Witam. Mam takie pytanie - na jakiej zasadzie dziala content-disposition: attachment?
Pytanie wynika stad, ze nie wyobrazam sobie ze gdy sciagam plik, np. 1 gb obraz iso jakiejs dystrybucji linuksa, to serwer wczytuje go calego do pamieci, i nastepnie wysyla do mnie jako calosc, ktora jest u mnie rowniez jakos buforowana; dodatkowo dla 1000 userow na raz, np. przy chodliwym pliku (mint, ubuntu?) jest to niemalze niemozliwe po stronie serwera. Jak zatem to dziala? Dla przykladu, w javie bym wzial z HttpServletResponse.getOutputStream i do niego pisal, i klient (przegladarka) rozpozna naglowek content-disposition i pokaze mi save dialog lub sam wybierze jakis katalog i zacznie zapisywac plik.
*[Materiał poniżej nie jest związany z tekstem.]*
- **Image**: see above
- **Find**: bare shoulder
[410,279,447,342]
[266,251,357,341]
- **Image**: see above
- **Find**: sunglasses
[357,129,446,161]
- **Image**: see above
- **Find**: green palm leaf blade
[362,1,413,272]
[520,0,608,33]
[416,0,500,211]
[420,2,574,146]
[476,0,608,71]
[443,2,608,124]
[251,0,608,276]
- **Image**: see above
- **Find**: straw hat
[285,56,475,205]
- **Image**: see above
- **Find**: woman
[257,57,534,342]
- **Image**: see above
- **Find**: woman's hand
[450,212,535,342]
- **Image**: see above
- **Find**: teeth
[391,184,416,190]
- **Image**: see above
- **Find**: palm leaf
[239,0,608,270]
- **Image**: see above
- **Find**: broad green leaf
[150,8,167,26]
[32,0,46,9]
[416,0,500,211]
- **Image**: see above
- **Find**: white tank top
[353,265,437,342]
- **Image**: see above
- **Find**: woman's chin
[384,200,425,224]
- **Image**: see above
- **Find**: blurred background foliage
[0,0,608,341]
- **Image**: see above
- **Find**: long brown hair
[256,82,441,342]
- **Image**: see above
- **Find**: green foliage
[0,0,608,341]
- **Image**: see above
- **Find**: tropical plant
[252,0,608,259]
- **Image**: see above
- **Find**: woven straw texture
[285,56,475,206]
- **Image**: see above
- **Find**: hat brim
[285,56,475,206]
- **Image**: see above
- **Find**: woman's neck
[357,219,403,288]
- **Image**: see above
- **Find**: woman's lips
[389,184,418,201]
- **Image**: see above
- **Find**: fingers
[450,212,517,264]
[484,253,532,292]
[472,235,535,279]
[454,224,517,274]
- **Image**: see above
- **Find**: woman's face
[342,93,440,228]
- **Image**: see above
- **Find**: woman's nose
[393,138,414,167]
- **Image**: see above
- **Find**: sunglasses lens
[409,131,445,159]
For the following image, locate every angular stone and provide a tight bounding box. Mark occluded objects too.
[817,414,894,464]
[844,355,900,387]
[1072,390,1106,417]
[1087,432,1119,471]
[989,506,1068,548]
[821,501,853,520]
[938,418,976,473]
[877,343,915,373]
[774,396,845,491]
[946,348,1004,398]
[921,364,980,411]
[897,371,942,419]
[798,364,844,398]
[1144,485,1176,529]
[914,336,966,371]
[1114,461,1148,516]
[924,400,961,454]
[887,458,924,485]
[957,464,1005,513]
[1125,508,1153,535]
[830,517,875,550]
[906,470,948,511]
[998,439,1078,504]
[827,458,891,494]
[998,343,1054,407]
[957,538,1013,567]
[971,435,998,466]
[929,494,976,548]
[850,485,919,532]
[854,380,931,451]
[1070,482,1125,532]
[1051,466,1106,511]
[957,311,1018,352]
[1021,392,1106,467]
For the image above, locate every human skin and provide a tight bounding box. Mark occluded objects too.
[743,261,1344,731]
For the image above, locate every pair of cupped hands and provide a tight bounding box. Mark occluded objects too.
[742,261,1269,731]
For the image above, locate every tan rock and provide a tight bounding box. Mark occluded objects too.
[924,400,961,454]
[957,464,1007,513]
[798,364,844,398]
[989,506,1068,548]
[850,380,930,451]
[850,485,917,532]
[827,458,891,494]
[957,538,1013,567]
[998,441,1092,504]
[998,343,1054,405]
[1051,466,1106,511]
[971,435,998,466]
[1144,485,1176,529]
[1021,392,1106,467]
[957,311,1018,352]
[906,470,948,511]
Czy odbywa sie to za pomoca 'strumieniowania' (przez to rozumiem, ze nigdzie nie sa cale pliki buforowane, a wysylane po kawalkach, co przyjdzie jest od razu pisane do pliku - ok moze byc jakies male buforowanie dla wydajnosci, ale nie calego pliku, tylko np. w kilobajtach)?
Jak ma sie to w stosunku do chunked encoding, gdzie wysylamy fragmenty responsa wraz z ich wialkoscia, i klient wie, ze to jeszcze nie wszystko?